Evidence of Income in Child Support Cases
In order to determine the amount of child support that a parent has to pay, courts take into consideration the gross income received by the parent. What is gross income is a factual question and is determined on the basis of admissible evidence.
There is various evidence that can be used as proof of income necessary for the computation of child support, so long as they pass the test of admissibility. In order to be admissible, evidence has to be relevant and not excluded by the rules of evidence, i.e., it must have been properly obtained.
Among the evidence considered for purposes of determining a party’s gross income are tax returns. Courts have previously held that gross income, as stated under penalty of perjury, on recent tax returns are presumptively correct or assumed to be true. If the party’s family law attorney wishes to overcome this presumption, then they have the burden of overcoming this presumption by presenting competent and admissible evidence to the contrary.
Other Forms of Evidence
Other types of evidence that are given consideration by the courts to prove the parent’s income include income and expense declarations, pay stubs, and testimonies of both experts and the parties themselves.
Evidence of the parent’s lifestyle, however, is not considered as evidence of income.
Income Considered for Child Support
In determining parental income for child support, gross income, or all income received by the party is considered. Courts, therefore, look far beyond the paycheck that a party receives from work.
Documentary evidence such as tax returns, pay statements, financial statements must all be produced when required by the court and certified as true under penalty of perjury.
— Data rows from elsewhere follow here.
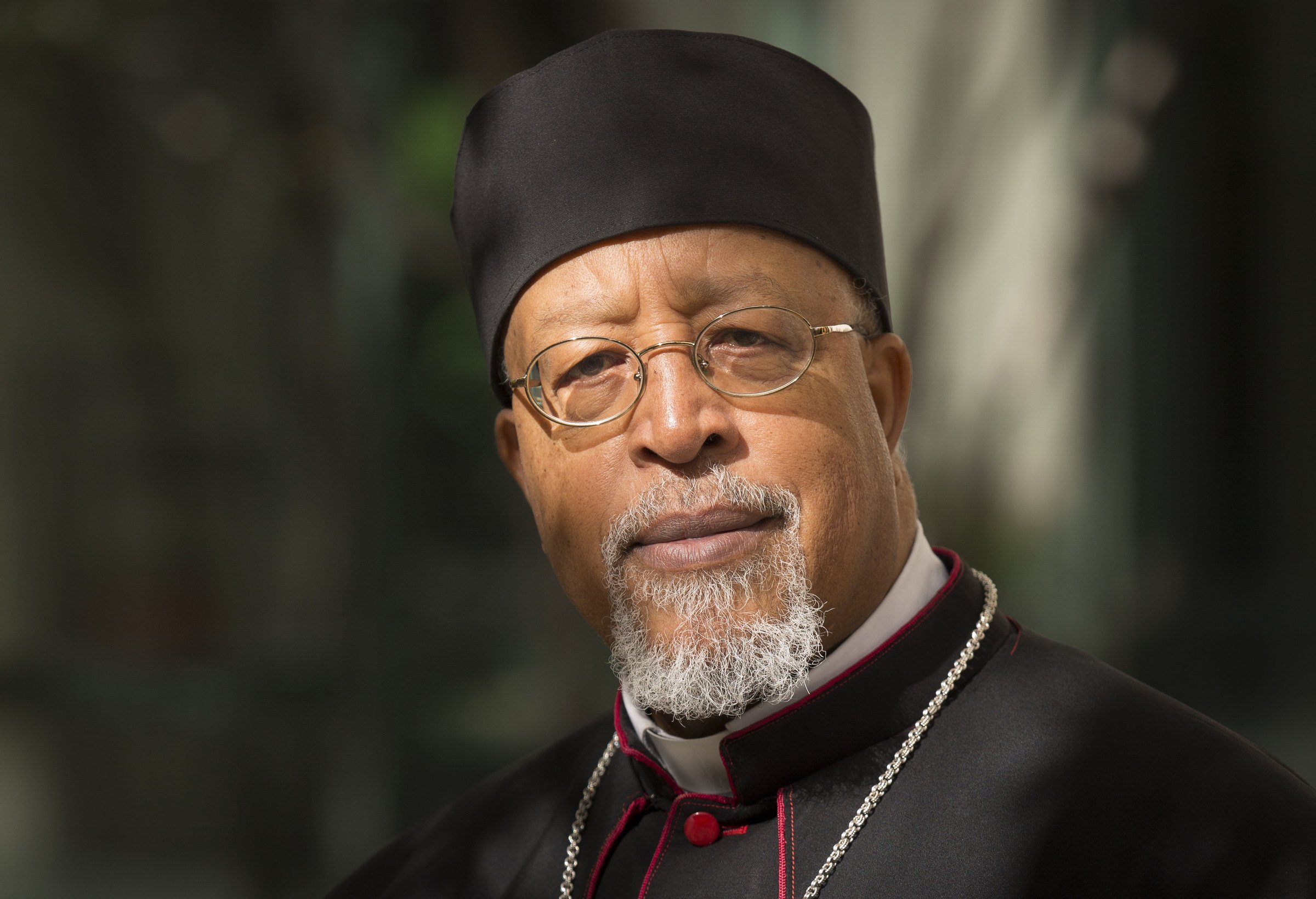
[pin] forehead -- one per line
(681, 271)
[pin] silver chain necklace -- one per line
(869, 803)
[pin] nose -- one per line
(679, 420)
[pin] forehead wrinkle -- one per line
(758, 286)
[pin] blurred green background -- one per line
(266, 595)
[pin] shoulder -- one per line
(1063, 694)
(1190, 807)
(478, 844)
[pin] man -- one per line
(674, 253)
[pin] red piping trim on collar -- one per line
(611, 843)
(635, 753)
(660, 852)
(639, 756)
(952, 579)
(781, 845)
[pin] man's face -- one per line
(782, 507)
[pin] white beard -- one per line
(722, 658)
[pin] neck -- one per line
(690, 730)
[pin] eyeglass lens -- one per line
(748, 352)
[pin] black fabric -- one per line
(1047, 775)
(646, 129)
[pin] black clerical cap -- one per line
(655, 128)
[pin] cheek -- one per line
(831, 450)
(570, 496)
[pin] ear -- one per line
(510, 445)
(890, 370)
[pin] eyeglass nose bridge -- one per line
(702, 365)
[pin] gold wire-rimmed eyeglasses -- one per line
(751, 352)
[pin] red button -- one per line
(703, 829)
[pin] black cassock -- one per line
(1045, 775)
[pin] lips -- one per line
(698, 540)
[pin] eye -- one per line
(591, 366)
(741, 337)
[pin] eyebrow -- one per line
(598, 307)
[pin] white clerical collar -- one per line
(696, 765)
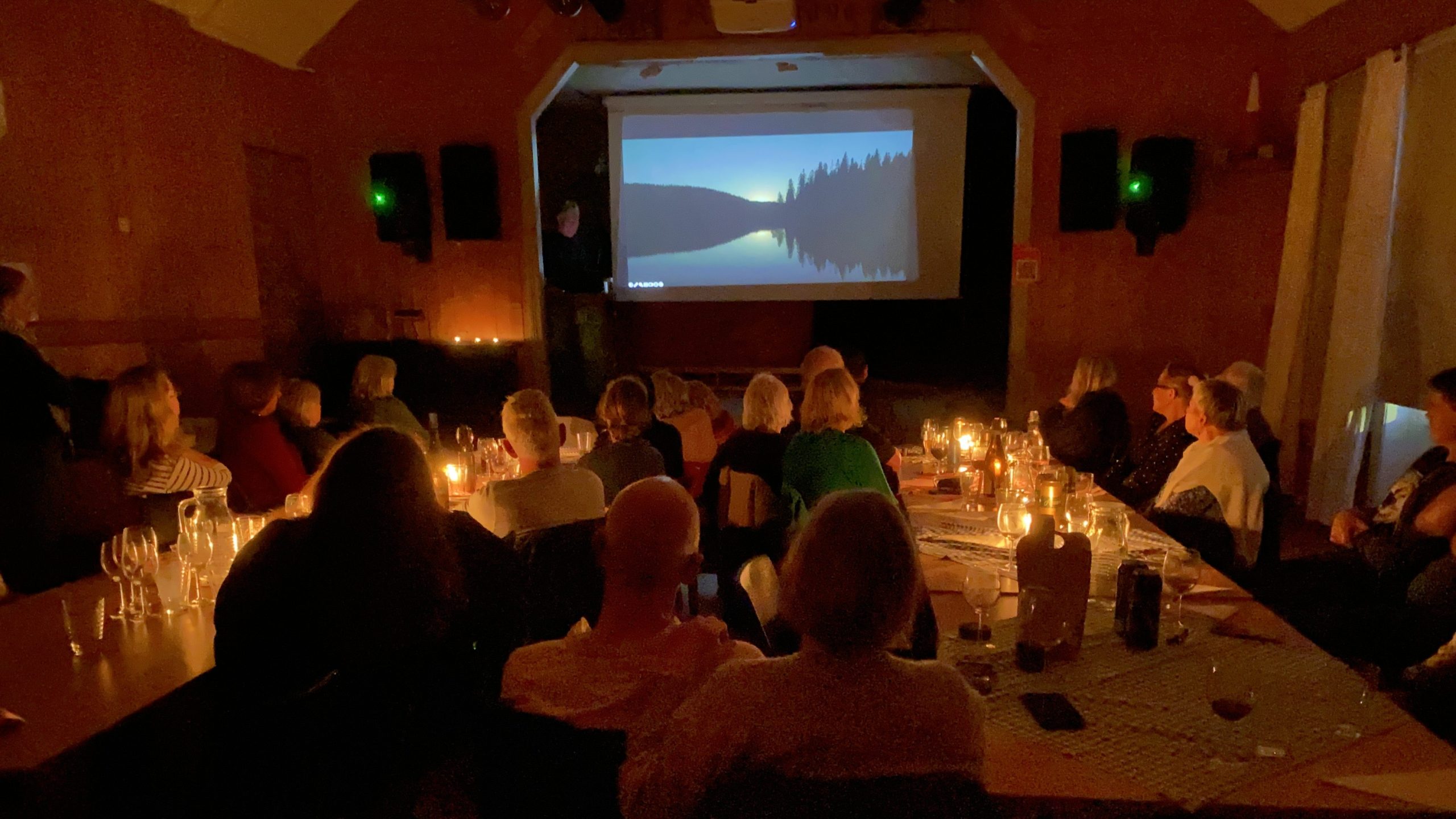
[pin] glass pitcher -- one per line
(206, 521)
(1108, 534)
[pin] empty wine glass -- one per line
(111, 568)
(1181, 572)
(982, 589)
(139, 564)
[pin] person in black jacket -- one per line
(38, 548)
(1088, 429)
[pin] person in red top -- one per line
(267, 468)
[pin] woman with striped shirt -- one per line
(143, 419)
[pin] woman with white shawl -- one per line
(1213, 500)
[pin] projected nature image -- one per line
(779, 209)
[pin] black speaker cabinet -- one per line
(469, 190)
(1090, 181)
(1163, 175)
(401, 201)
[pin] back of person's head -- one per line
(651, 540)
(1091, 375)
(532, 426)
(299, 401)
(1250, 379)
(1222, 404)
(852, 579)
(1443, 384)
(819, 361)
(832, 401)
(140, 423)
(375, 378)
(623, 408)
(251, 387)
(766, 404)
(1178, 378)
(376, 525)
(672, 395)
(702, 397)
(857, 363)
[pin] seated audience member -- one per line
(267, 468)
(842, 707)
(1216, 493)
(155, 454)
(35, 490)
(693, 426)
(755, 451)
(640, 662)
(1139, 475)
(825, 458)
(625, 457)
(376, 577)
(373, 401)
(702, 397)
(1250, 381)
(1088, 429)
(548, 493)
(822, 359)
(302, 408)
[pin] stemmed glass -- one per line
(139, 564)
(111, 568)
(1181, 572)
(1012, 519)
(465, 436)
(981, 589)
(1231, 691)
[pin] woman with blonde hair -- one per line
(627, 457)
(841, 709)
(373, 401)
(143, 429)
(693, 424)
(825, 458)
(1088, 429)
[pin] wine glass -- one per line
(111, 568)
(1181, 572)
(1012, 519)
(1231, 691)
(981, 589)
(465, 437)
(139, 564)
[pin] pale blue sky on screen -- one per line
(755, 168)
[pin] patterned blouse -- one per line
(1139, 475)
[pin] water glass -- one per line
(297, 506)
(172, 584)
(84, 617)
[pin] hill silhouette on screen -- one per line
(845, 214)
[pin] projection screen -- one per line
(846, 195)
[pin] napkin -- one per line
(1432, 789)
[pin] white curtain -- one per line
(1295, 273)
(1350, 390)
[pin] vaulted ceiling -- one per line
(283, 31)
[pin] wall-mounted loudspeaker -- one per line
(401, 201)
(1160, 184)
(469, 193)
(1090, 180)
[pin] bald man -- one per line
(640, 662)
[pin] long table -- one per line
(1036, 768)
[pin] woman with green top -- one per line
(825, 458)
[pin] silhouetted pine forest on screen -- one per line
(845, 216)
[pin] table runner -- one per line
(1148, 714)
Gross Income For Child Support
Gross income refers to all income received by the party, and may include:
- salaries and wages;
- interest income;
- income from a trust or annuity;
- benefits paid as a result of a worker’s compensation case;
- unemployment insurance;
- disability insurance benefits;
- social security benefits; and
- alimony received from an unrelated case to the parent who seeks child support.
- Recurring monetary gifts from a person’s parents; and
- Unexercised stock options
Exclusions From Gross Income For Child Support
There are certain exceptions to this all-encompassing broad definition of gross income for purposes of determining the amount of child support obligation that a party owes.
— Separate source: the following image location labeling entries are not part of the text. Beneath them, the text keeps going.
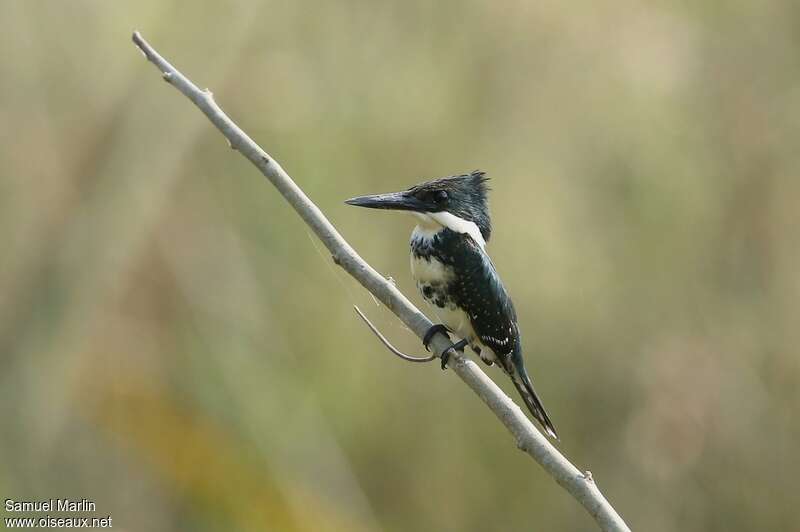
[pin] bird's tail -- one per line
(519, 376)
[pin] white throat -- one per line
(432, 222)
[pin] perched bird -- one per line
(457, 278)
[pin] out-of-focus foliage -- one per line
(176, 346)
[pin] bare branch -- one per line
(580, 485)
(388, 344)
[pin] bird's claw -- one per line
(426, 340)
(458, 346)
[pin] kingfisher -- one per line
(457, 278)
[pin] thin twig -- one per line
(388, 344)
(528, 439)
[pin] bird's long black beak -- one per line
(397, 201)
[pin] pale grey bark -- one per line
(528, 438)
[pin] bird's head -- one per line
(457, 202)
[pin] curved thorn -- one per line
(388, 345)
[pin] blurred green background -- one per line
(177, 347)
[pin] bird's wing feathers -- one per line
(480, 292)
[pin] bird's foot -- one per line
(458, 346)
(426, 340)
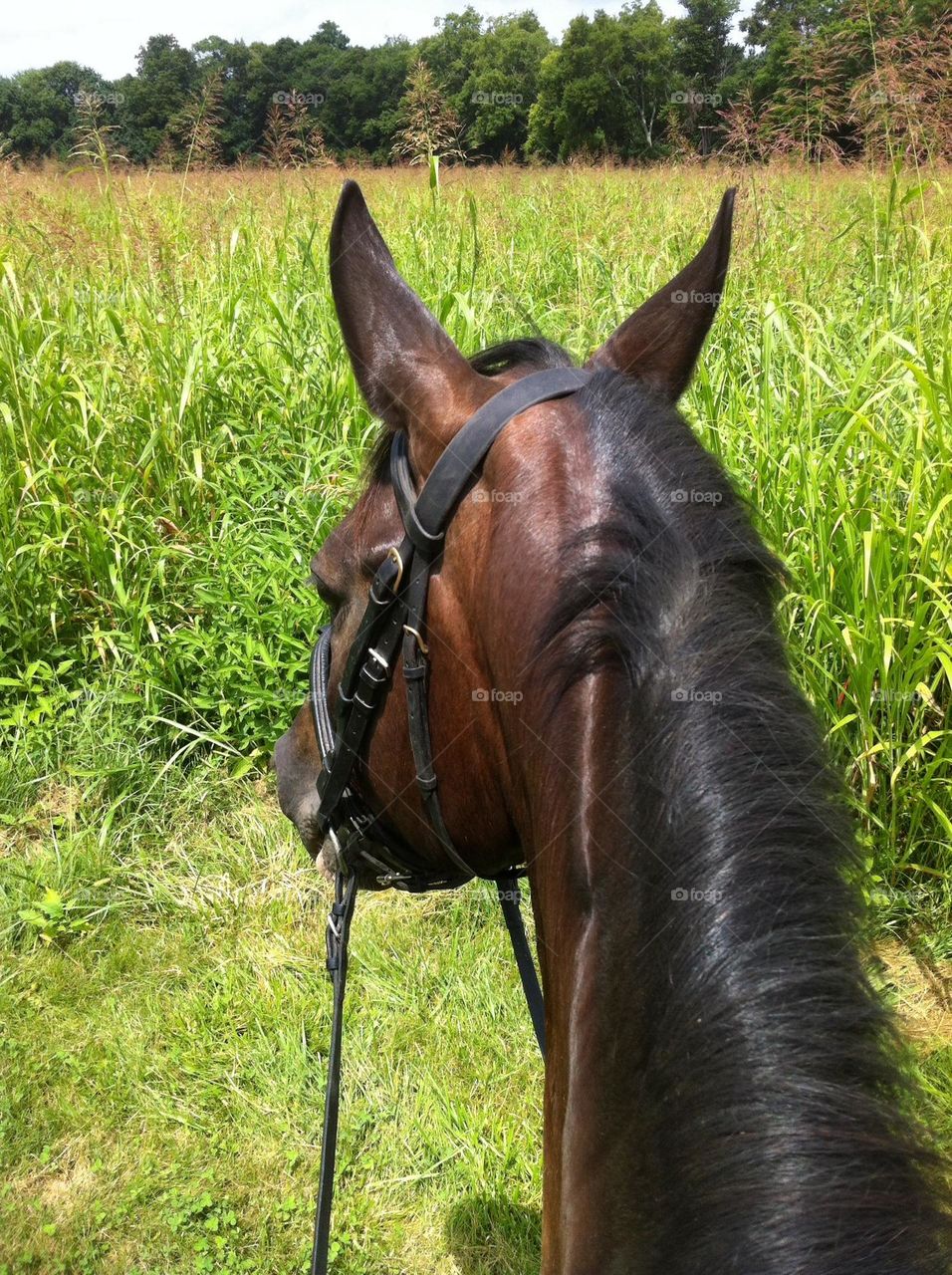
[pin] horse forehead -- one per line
(371, 513)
Under California Family Code 4058, gross income is income from any source except:
- Child support payments that are actually received; and
- Public assistance programs where the party’s eligibility for the program is based on need.
Despite the social security benefits included in the list above as being included in gross income, the qualifier for public assistance received that excludes it from gross income for purposes of determining child support is that the party was eligible to receive such public assistance on the basis of need.
Extraordinarily High Earner
California courts use the California Child Support Guidelines in determining the amount of child support. Courts, however, may sometimes deviate from this guideline; for instance, in cases where the parent has an extraordinarily high income and the guideline amount would exceed the needs of the child.
A parent who admits to being an extraordinarily high earner with the ability to pay any amount of child support may not refuse to reveal his or her actual income when the appropriate amount of support is in dispute. Sufficient information must be presented to properly assess the needs of the child.
But while the extraordinarily high earner may not refuse to reveal his actual income, he is not, however, required to provide detailed information and documentation of income, expenses, and assets when he stipulates to pay any reasonable amount of support ordered, so long as the other party does not dispute the said amount. If the parties do not agree on the amount of support, and the income of the high earner is disputed, the court must make the least beneficial income assumptions against the high earner, which can only be made after the court has obtained adequate information about the high earner’s income.